The National Farm Radio Forum was the result of a partnership between three recently created organizations: the Canadian Association for Adult Education, the Canadian Broadcasting Corporation, and the Canadian Federation of Agriculture. It was intended to improve the dire condition of farming families in the wake of the Great Depression of the 1930s. Provinces had previously experimented with sending university-educated experts to instruct farmers in scientific farming techniques, but this was considered to have been ineffective.

Ned Corbett, director of the CAAE, is generally credited as founder of the Forum.

== Forum format ==

A typical local forum consisted of between 10 and 30 individuals.

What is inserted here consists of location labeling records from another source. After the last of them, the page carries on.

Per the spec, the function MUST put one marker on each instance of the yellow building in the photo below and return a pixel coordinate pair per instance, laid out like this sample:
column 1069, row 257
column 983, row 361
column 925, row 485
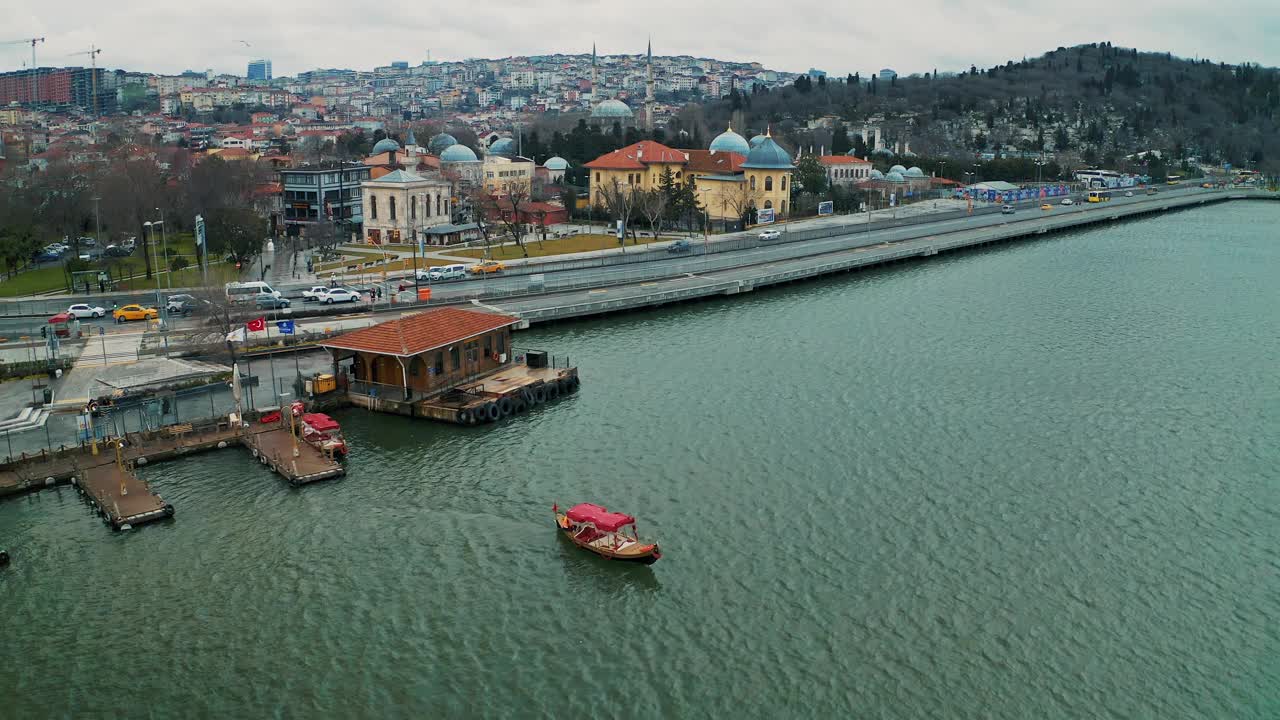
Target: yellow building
column 730, row 180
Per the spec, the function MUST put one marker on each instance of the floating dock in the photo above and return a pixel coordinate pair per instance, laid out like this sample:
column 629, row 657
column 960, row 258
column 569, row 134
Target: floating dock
column 109, row 483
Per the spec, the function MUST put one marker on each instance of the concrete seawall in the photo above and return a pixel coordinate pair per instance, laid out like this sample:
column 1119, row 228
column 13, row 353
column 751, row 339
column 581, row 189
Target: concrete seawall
column 746, row 278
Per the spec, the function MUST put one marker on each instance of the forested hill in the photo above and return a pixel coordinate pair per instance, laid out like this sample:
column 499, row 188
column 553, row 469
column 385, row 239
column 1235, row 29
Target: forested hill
column 1092, row 103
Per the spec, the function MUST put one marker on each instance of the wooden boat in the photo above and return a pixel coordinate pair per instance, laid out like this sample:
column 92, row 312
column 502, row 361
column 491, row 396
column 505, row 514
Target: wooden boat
column 608, row 534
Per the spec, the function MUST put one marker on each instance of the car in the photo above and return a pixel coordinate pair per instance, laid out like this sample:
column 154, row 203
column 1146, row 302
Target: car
column 135, row 313
column 487, row 268
column 268, row 301
column 182, row 304
column 338, row 295
column 81, row 310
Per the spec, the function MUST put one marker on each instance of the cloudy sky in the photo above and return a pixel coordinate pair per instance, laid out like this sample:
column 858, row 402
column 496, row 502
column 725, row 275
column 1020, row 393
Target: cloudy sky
column 837, row 36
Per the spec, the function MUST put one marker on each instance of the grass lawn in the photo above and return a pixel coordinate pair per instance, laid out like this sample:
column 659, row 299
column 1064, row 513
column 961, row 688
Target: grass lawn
column 561, row 246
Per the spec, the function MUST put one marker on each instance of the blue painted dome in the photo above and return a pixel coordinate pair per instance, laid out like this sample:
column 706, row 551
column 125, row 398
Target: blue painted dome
column 730, row 141
column 768, row 155
column 458, row 154
column 611, row 108
column 439, row 142
column 385, row 145
column 503, row 146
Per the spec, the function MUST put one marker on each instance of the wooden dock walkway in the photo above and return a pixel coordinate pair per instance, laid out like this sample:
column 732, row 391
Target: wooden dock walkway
column 124, row 501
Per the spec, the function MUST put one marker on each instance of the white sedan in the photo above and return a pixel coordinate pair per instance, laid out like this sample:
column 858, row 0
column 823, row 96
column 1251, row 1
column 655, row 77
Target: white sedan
column 338, row 295
column 81, row 310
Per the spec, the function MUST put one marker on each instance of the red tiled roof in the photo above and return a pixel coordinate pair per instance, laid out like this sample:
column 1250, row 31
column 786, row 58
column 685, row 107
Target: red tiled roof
column 708, row 162
column 842, row 160
column 412, row 335
column 635, row 156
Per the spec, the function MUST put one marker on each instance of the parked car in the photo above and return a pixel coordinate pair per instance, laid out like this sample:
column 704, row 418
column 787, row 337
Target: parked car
column 315, row 292
column 338, row 295
column 440, row 273
column 487, row 268
column 183, row 304
column 81, row 310
column 135, row 313
column 268, row 301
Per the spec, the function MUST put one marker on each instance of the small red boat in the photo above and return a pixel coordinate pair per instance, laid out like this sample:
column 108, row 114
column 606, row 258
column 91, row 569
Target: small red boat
column 324, row 433
column 604, row 533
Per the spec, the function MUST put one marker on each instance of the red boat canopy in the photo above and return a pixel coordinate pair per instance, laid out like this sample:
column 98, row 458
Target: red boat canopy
column 599, row 516
column 320, row 422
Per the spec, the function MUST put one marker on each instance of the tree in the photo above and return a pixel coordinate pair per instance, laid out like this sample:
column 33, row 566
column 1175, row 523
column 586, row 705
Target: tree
column 809, row 176
column 620, row 203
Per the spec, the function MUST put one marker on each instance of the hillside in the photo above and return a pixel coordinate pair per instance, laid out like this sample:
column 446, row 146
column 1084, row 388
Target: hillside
column 1087, row 104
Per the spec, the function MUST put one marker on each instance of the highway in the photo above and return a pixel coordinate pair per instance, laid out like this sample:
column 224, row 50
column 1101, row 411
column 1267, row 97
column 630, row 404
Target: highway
column 562, row 278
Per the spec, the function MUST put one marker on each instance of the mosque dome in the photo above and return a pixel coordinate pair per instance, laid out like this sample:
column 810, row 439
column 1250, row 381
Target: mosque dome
column 612, row 109
column 503, row 146
column 730, row 141
column 385, row 145
column 458, row 153
column 768, row 155
column 439, row 142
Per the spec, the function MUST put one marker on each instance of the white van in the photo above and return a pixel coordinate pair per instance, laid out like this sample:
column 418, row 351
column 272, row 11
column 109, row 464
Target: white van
column 248, row 292
column 447, row 273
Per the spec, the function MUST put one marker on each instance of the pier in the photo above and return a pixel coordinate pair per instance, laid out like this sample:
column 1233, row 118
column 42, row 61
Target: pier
column 108, row 481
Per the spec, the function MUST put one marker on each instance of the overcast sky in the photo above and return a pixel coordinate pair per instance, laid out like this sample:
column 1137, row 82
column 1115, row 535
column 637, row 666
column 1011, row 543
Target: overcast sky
column 837, row 36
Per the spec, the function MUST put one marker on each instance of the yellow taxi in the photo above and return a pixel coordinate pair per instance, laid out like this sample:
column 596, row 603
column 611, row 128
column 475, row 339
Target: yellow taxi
column 487, row 268
column 135, row 313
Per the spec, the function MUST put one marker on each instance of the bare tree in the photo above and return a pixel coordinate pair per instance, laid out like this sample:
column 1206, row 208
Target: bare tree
column 653, row 206
column 512, row 196
column 620, row 203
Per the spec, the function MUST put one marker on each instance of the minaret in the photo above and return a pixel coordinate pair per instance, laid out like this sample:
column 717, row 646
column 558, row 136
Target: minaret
column 648, row 94
column 595, row 77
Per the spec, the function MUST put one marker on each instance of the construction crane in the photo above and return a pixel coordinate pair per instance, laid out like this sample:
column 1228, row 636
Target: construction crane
column 35, row 76
column 92, row 54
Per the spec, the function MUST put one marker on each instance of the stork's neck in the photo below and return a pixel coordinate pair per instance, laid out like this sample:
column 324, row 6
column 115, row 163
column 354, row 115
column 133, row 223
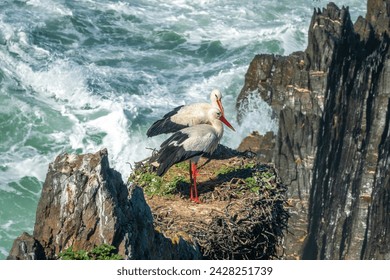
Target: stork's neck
column 218, row 126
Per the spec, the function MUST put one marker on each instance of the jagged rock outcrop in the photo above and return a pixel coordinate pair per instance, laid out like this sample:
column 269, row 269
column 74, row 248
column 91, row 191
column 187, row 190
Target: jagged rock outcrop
column 332, row 147
column 84, row 203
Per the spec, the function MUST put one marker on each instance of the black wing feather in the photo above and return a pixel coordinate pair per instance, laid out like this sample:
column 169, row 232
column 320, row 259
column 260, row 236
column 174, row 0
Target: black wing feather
column 171, row 154
column 165, row 125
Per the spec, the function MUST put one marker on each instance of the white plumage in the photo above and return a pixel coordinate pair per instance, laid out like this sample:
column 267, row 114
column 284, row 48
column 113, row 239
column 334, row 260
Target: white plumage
column 190, row 144
column 186, row 116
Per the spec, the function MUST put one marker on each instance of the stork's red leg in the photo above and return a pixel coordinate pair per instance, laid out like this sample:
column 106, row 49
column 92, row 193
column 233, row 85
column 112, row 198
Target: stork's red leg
column 194, row 190
column 191, row 183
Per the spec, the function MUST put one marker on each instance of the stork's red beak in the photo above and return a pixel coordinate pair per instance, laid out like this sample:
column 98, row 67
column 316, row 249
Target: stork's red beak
column 222, row 119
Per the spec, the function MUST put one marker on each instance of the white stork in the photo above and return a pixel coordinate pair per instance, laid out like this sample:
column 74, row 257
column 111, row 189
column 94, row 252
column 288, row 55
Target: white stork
column 190, row 144
column 186, row 115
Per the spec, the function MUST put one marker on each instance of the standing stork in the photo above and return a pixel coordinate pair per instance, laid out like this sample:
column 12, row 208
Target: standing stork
column 190, row 144
column 186, row 115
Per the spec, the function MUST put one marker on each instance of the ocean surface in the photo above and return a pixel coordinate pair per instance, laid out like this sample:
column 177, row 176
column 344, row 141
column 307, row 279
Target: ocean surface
column 78, row 76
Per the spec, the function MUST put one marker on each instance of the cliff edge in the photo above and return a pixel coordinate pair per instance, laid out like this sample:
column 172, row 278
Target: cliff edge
column 332, row 148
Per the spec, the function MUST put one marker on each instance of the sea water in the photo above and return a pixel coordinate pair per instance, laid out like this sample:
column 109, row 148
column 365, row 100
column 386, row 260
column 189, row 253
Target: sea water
column 79, row 76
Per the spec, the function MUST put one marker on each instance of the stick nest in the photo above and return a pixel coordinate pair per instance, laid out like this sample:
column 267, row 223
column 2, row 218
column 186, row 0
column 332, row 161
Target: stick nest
column 242, row 215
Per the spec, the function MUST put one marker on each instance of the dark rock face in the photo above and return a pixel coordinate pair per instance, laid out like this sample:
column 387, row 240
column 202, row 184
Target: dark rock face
column 26, row 247
column 84, row 203
column 332, row 147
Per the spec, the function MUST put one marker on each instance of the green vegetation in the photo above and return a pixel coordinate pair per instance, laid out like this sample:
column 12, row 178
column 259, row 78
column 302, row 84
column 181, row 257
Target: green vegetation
column 101, row 252
column 155, row 185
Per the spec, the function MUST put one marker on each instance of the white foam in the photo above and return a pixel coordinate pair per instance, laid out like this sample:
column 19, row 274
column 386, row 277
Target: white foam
column 50, row 7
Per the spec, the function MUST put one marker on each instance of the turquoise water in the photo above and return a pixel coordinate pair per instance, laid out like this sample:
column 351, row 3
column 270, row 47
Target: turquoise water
column 77, row 76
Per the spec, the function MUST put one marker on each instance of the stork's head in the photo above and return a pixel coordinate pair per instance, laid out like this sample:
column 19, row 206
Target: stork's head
column 215, row 113
column 216, row 99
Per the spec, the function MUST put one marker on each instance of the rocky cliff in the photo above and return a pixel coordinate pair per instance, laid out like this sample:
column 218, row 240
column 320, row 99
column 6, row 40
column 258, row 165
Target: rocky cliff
column 332, row 148
column 84, row 203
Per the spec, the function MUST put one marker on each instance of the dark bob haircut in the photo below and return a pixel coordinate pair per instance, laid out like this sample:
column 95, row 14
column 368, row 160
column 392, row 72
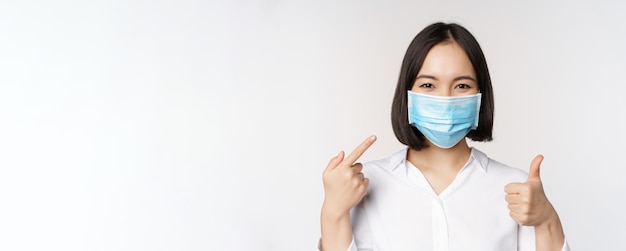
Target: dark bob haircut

Meetings would typically rotate between the homes of members, though they could also be held in a local church or community hall. Before the Monday broadcast, members received a supplementary publication called the Farm Forum Guide by mail, which they were encouraged to read in advance.

After listening to the half hour broadcast together, the forum would engage in discussion. The Guide included a set of suggested questions for discussion for each broadcast. For example: "Has the war caused a farm labour shortage in your community? Has the farm labor shortage affected production?" The forum's secretary would summarize the group's response, and it would be mailed to the provincial office. The provincial office would then read selected feedback on the following week's broadcast. Summaries of forum feedback would also sometimes be forwarded to government agencies.

In addition, meetings would often include time for short speeches and socialization, often centred around card games.

== Content ==

Each week's broadcast was themed around a particular issue. A wide range of topics were covered, some relating directly to farming (soil erosion, mechanization, tariffs), but also including more general topics of interest to rural audiences, including health, the family, and the household. Women were encouraged to accompany their husbands to meetings, and certain broadcasts were specifically devoted to "women's issues", including titles such as: "Farm Women in Public Life", "More Attractive Homesteads", and "The Teacher in the Community".

Content was delivered in a variety of formats. Early broadcasts made heavy use of dramatizations, with actors playing neighbours on the fictional "Sunnybridge Farm", who would discuss the pros and cons of the week's topic. The show also used panel discussions, speeches, and interviews.

== Decline ==

The National Farm Radio Forum reached its height of popularity around 1949 with over 1,600 registered groups. Following this peak, the number of groups began to fall at a rate of around 100–150 per year, reaching around 500 in 1958, and 230 in 1965, the program's final year. The show's decline has been attributed to the contemporaneous decline in Canada's rural population, the displacement of family farms by big business agriculture, and the diverging aims of the three organizations behind the Forum (the CAAE, CBC and CFA). The program went off the air on April 30, 1965.

== Legacy ==

The show's success inspired a study commission by UNESCO, which resulted in a detailed and complimentary report published in 1954. Though not the first of its kind, the show served as a model for similar community listening groups in countries such as India, Ghana, and France. A number of founding National Farm Radio Forum went on to form Farm Radio Forum International in 1979, a non-profit dedicated to promulgating the format internationally.

The Farm Radio Forum was praised for spurring thousands of "Action Projects" across communities. Examples included co-operative hospitalization schemes, fighting insect infestations, extending telephone service, and the creation of cooperative enterprises, such as credit unions, creameries, and mutual fire insurance.

In 2009, the Forum was designated as a National Historic Event for "pioneer[ing] interactive distance education".